I love both, and I prepare both. My method choice is based on the goal of the product. However, I do choose one over the other more often. Here’s the low-down.

These food preservation techniques have stood the test of time. Humans have been eating pickles for many thousands of years. For added incentive, you can easily make them at home for a fraction of the cost of store-bought. Personally, I think homemade is better.

Read labels if purchasing from a store because most have added yellow dye. Why? I have no idea. It isn’t necessary because they are colorful and beautiful just as they are.

For fermenting, the brine can be a starter, salt or salt water and the food is preserved by bacteria. Ferments are stored under refrigeration once the fermentation process is complete and have up to 1-year shelf life. The beneficial bacteria and probiotics aid digestion, boost your immune system and reduce sugar cravings among many other benefits.

And the juice, oh my gosh! I didn’t fully understand the health benefits of the juice at the beginning of my fermenting journey until I attended a Fermentation Festival, which was tons of fun by the way. They were selling shots of ferment juice for $2. Yikes… I had been throwing mine away! I didn’t know any better at the time, but I sure do now. Have you bought probiotics lately?$? Drink the juice!

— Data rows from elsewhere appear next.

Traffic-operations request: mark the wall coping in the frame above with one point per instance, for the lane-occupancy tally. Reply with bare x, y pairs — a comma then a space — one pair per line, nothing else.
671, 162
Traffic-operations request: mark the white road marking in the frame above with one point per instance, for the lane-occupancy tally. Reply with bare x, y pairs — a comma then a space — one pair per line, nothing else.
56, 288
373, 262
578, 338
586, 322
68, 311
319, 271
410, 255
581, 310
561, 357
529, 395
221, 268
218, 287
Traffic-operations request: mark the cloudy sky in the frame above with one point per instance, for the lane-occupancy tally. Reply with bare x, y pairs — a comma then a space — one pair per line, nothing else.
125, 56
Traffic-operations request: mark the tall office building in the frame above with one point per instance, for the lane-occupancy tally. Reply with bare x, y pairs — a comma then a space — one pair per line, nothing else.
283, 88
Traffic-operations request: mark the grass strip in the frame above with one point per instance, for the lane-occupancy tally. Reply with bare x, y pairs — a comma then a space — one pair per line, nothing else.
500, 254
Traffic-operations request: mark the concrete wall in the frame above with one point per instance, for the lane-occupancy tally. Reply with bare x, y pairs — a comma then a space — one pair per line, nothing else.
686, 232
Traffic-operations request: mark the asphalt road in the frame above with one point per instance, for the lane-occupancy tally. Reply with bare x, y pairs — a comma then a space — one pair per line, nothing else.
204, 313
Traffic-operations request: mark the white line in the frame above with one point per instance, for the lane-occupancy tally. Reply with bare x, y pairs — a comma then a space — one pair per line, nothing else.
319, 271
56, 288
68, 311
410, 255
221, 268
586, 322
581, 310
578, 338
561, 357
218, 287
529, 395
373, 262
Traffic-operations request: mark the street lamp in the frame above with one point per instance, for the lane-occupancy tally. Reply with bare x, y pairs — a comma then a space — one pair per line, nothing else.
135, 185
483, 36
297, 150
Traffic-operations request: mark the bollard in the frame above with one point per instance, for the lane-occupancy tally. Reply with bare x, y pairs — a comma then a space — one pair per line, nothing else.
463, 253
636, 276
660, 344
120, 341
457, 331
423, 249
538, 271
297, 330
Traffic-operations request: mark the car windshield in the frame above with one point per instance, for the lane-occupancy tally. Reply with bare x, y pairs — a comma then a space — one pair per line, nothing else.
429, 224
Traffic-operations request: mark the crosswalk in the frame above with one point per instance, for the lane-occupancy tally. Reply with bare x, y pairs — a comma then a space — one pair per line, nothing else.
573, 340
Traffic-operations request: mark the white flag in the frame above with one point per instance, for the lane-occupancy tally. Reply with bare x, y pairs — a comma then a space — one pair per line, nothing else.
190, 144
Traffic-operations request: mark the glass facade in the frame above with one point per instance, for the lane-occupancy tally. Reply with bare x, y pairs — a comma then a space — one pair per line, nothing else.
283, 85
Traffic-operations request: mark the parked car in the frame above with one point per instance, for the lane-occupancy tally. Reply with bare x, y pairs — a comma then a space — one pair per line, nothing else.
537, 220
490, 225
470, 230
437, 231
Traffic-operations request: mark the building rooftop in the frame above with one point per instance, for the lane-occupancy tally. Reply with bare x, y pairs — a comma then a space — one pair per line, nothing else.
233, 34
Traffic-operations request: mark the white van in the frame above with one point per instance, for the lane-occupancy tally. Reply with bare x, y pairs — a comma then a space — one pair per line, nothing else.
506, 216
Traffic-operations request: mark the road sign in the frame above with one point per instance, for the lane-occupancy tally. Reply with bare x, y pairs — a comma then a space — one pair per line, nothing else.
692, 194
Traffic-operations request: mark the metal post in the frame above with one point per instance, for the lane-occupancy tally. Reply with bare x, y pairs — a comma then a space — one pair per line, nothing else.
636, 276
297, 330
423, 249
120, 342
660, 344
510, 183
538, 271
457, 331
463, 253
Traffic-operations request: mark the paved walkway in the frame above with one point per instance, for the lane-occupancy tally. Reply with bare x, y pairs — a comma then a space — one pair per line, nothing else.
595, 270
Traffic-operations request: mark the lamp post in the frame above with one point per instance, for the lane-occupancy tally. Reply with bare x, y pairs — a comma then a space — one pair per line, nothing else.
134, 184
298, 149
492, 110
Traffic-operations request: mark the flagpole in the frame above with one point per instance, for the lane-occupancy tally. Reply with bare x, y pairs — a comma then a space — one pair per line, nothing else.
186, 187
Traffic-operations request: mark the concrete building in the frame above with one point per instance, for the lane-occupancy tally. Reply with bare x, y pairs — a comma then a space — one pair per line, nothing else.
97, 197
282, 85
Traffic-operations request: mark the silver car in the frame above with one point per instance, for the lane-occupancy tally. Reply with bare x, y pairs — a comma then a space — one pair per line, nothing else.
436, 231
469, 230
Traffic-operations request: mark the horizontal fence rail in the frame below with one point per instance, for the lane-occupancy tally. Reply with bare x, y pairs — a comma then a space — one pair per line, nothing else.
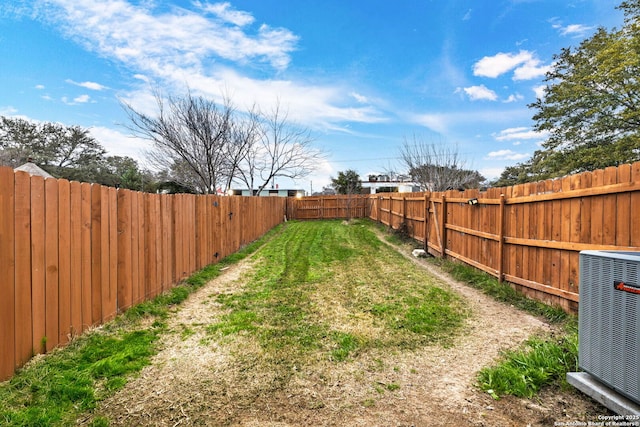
73, 255
529, 235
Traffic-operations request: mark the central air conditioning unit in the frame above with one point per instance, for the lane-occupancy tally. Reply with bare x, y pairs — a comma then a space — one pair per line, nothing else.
609, 319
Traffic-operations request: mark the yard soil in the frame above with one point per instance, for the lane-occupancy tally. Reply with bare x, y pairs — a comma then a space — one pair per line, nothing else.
192, 382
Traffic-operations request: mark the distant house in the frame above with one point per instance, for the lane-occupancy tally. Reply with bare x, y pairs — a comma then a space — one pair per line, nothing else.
274, 192
389, 184
33, 169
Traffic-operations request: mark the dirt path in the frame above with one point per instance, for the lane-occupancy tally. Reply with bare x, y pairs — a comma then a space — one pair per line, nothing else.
194, 382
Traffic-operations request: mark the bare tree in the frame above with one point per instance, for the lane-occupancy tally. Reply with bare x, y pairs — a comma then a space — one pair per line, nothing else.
437, 167
281, 149
191, 138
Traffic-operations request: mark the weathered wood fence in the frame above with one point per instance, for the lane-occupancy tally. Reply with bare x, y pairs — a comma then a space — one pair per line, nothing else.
73, 255
329, 207
529, 235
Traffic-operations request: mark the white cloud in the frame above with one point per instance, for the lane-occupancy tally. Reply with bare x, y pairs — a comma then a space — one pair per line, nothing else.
225, 12
507, 155
120, 144
518, 133
360, 98
142, 37
571, 30
82, 99
476, 93
524, 63
530, 70
444, 122
8, 111
161, 51
494, 66
513, 98
539, 91
87, 85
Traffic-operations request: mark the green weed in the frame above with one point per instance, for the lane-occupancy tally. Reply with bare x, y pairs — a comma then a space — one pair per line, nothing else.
538, 363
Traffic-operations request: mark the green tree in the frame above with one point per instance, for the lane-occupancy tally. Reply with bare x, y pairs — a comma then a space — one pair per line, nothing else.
347, 182
591, 106
63, 151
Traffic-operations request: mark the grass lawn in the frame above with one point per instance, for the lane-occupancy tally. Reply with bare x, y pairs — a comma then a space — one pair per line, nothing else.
319, 291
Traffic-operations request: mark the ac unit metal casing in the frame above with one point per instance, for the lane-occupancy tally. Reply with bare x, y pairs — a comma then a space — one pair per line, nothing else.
609, 319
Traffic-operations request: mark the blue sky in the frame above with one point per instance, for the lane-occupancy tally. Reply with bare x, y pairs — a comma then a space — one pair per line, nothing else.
361, 75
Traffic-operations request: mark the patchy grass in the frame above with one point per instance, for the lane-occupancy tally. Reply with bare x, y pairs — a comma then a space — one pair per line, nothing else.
500, 291
538, 363
55, 388
331, 290
52, 390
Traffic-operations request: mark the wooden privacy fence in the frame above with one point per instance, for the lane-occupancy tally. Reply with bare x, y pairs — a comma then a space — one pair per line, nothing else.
529, 235
73, 255
329, 207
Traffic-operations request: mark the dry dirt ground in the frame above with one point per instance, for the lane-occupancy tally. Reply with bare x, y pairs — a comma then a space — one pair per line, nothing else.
192, 382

For pickling, the acid is typically vinegar or lemon juice and the food is preserved by heat. Pickles can be stored in a pantry and the shelf life is 1-2 years. They also aid digestion, are antioxidant, improve blood sugar levels and are hydrating due to the sodium and potassium content. Have you ever been told to drink pickle juice when you get muscle cramps? That’s why.

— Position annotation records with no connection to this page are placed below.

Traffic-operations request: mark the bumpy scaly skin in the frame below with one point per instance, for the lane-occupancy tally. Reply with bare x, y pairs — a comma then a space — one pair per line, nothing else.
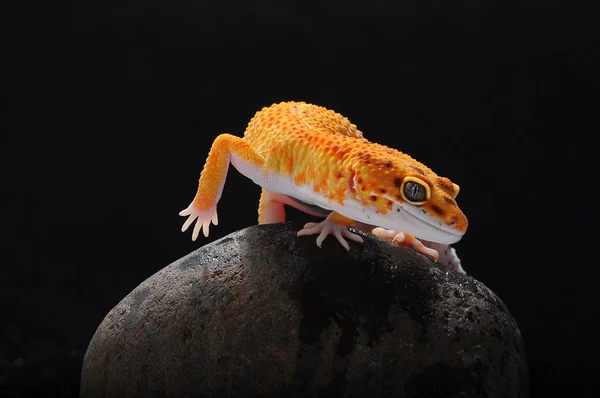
303, 155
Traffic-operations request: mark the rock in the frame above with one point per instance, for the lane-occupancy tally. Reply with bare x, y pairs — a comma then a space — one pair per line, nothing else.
262, 312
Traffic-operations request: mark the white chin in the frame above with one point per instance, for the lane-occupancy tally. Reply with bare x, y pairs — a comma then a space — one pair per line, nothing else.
422, 226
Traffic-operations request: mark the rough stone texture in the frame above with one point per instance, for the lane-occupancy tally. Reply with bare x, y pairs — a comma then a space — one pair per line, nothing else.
262, 312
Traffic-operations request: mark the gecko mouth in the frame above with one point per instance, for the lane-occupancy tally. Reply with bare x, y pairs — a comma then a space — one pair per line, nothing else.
424, 226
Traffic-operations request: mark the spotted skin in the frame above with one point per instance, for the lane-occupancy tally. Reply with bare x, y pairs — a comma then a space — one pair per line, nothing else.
316, 160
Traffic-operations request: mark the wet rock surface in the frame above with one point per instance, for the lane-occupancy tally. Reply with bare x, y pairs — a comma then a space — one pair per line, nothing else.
262, 312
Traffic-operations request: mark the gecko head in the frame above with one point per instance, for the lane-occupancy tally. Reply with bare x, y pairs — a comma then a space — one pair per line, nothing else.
397, 192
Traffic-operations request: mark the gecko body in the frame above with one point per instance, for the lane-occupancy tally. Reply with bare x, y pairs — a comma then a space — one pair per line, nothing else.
316, 160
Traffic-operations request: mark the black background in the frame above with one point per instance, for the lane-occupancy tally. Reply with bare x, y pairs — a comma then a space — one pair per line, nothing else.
114, 104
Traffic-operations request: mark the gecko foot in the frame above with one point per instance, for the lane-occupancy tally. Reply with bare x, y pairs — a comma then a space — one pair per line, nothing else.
204, 218
330, 227
406, 240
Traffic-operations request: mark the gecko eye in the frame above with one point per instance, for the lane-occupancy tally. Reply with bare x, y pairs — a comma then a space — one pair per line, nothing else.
415, 191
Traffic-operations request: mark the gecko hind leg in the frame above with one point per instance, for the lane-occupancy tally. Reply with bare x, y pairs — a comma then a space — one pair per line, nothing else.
225, 149
335, 224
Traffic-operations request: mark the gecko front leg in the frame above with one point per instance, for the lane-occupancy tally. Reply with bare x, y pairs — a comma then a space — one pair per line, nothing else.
335, 224
225, 149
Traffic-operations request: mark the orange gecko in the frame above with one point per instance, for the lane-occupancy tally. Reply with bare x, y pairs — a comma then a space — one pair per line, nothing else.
316, 160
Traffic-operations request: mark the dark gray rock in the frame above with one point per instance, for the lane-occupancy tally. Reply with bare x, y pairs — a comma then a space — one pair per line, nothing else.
262, 312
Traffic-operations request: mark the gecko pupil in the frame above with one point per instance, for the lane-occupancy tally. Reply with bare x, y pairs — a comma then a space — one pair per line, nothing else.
414, 192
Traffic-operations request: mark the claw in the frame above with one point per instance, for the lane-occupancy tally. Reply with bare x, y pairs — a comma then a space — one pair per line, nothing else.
330, 226
202, 218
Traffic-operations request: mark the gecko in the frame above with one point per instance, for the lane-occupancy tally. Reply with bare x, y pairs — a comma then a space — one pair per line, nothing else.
315, 160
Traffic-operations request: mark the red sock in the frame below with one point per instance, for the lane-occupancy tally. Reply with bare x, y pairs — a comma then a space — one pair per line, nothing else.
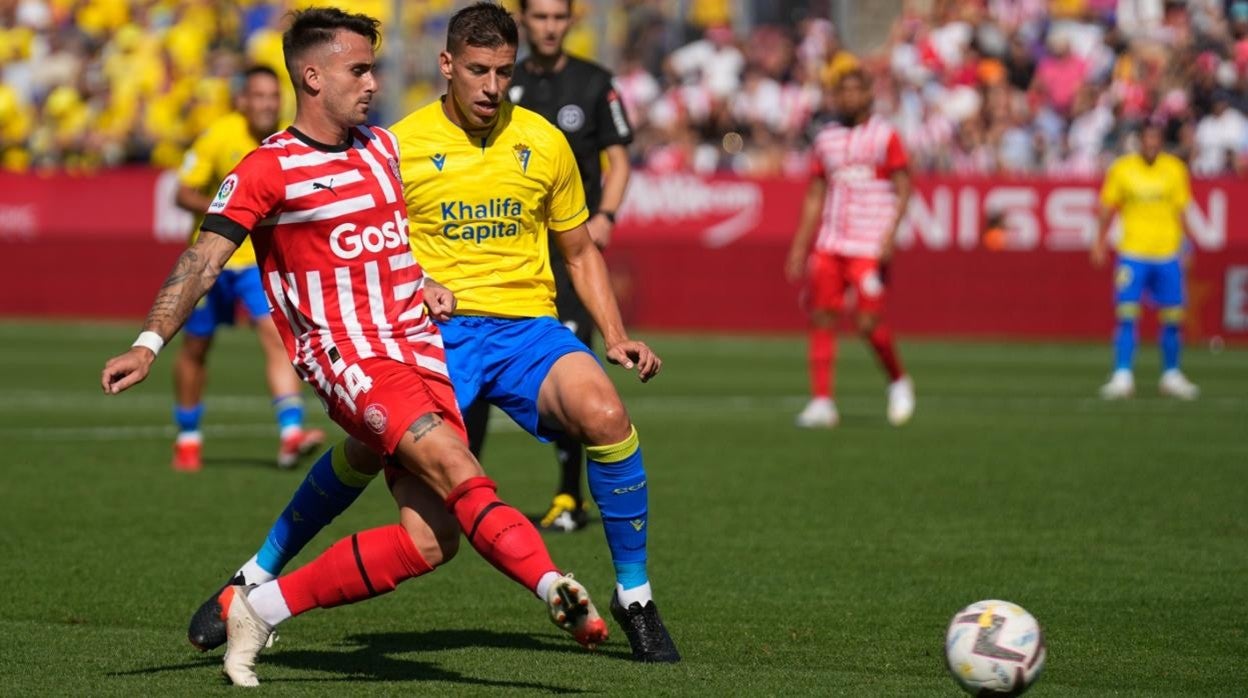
366, 565
881, 341
823, 355
502, 535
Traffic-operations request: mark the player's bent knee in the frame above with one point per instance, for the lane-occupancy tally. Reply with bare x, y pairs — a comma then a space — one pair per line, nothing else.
436, 537
604, 422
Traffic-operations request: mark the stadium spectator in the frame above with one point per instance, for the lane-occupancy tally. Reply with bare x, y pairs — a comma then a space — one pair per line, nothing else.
1221, 137
140, 79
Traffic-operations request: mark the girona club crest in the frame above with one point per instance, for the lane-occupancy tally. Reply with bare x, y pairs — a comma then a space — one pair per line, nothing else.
376, 418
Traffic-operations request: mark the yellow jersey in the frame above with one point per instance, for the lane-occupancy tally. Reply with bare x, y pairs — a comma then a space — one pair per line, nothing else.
481, 210
211, 157
1151, 199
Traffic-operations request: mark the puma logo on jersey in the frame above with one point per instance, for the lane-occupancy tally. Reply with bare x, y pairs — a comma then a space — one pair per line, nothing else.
522, 156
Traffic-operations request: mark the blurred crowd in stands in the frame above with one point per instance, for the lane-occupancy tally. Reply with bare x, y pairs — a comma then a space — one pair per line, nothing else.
975, 86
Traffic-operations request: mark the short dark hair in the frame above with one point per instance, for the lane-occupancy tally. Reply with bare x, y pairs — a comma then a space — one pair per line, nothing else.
524, 5
317, 25
483, 24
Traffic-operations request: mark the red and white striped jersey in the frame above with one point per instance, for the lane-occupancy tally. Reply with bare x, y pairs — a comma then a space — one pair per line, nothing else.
861, 204
330, 229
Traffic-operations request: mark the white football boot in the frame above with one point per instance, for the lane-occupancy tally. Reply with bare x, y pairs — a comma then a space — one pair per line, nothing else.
1174, 383
247, 634
820, 412
901, 401
570, 608
1121, 386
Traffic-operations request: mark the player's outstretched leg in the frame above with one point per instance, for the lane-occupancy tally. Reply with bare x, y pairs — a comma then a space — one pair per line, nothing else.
617, 481
901, 388
820, 412
190, 372
366, 565
333, 482
436, 451
578, 395
1173, 382
1122, 383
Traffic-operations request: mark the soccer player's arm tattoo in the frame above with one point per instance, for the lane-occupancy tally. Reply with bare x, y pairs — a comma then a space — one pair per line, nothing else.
423, 425
194, 274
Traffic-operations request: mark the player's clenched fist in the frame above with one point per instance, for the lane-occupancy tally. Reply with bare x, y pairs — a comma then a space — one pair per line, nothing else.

You can change the nutritional benefits based on the spices you use. Season for the flavor you desire or for a condition you may be trying to solve. As you should do with all food, rotate your spices, mix it up, experiment, and have fun. There are tons of recipes online, but I recommend getting a couple of good fermenting and pickling books. Make a priority list, you’re going to want to do them all!

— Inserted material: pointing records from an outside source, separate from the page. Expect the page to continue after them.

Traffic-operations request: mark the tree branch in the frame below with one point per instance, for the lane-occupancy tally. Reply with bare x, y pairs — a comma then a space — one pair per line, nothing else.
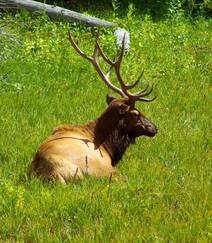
55, 12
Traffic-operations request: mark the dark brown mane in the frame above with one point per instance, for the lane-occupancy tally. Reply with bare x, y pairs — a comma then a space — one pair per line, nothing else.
117, 142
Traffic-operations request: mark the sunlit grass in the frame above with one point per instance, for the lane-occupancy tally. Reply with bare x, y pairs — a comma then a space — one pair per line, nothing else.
166, 194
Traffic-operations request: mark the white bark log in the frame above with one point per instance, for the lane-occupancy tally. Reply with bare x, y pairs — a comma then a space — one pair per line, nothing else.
55, 12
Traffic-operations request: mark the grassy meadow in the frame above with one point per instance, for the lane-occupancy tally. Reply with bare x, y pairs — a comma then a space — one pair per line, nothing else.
166, 193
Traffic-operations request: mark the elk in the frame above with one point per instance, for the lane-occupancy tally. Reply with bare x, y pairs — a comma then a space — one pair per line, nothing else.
94, 149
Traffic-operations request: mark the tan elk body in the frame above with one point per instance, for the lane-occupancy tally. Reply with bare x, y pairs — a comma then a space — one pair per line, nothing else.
95, 148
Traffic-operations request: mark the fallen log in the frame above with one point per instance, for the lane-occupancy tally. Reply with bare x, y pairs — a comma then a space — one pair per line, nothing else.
55, 12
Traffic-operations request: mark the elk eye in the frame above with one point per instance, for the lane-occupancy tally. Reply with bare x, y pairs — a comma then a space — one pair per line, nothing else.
135, 113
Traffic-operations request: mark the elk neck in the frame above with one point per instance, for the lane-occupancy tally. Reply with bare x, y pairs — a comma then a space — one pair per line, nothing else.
110, 131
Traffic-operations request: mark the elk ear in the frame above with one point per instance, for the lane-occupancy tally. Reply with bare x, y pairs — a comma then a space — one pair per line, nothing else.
123, 108
109, 98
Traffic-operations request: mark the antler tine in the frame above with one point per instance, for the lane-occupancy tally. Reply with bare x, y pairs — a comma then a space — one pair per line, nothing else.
94, 61
102, 54
146, 99
130, 86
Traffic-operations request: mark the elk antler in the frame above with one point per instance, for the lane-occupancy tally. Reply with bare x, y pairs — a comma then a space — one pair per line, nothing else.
124, 90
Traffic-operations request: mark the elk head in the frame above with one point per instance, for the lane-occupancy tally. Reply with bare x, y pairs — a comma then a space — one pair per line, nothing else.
124, 112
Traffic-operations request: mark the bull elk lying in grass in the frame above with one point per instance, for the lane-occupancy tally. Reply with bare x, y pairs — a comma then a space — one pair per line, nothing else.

Fermented foods are the healthier choice due to the beneficial bacteria that is produced through the lactic acid fermentation. They are great for your gut and are easier and faster to make. However, I will choose to pickle when cold storage or shelf life is a factor, or if I want to make gifts. People love homemade gifts, especially pickles. In the end, I do much more fermenting than pickling.

Fermented foods add a flavor punch to any meal. I try to eat some every day. It is recommended to eat at every meal, but I’m not to that point yet. If this is new for you, start slow so your gut can adjust. My favorites are cucumbers, okra, green beans, cranberries, carrots, cauliflower, broccoli, salsa, garlic, red onions, and radishes. On my list to try are Brussels sprouts, ketchup, eggs, watermelon rinds, blueberries, and apples. So many options… you better get started!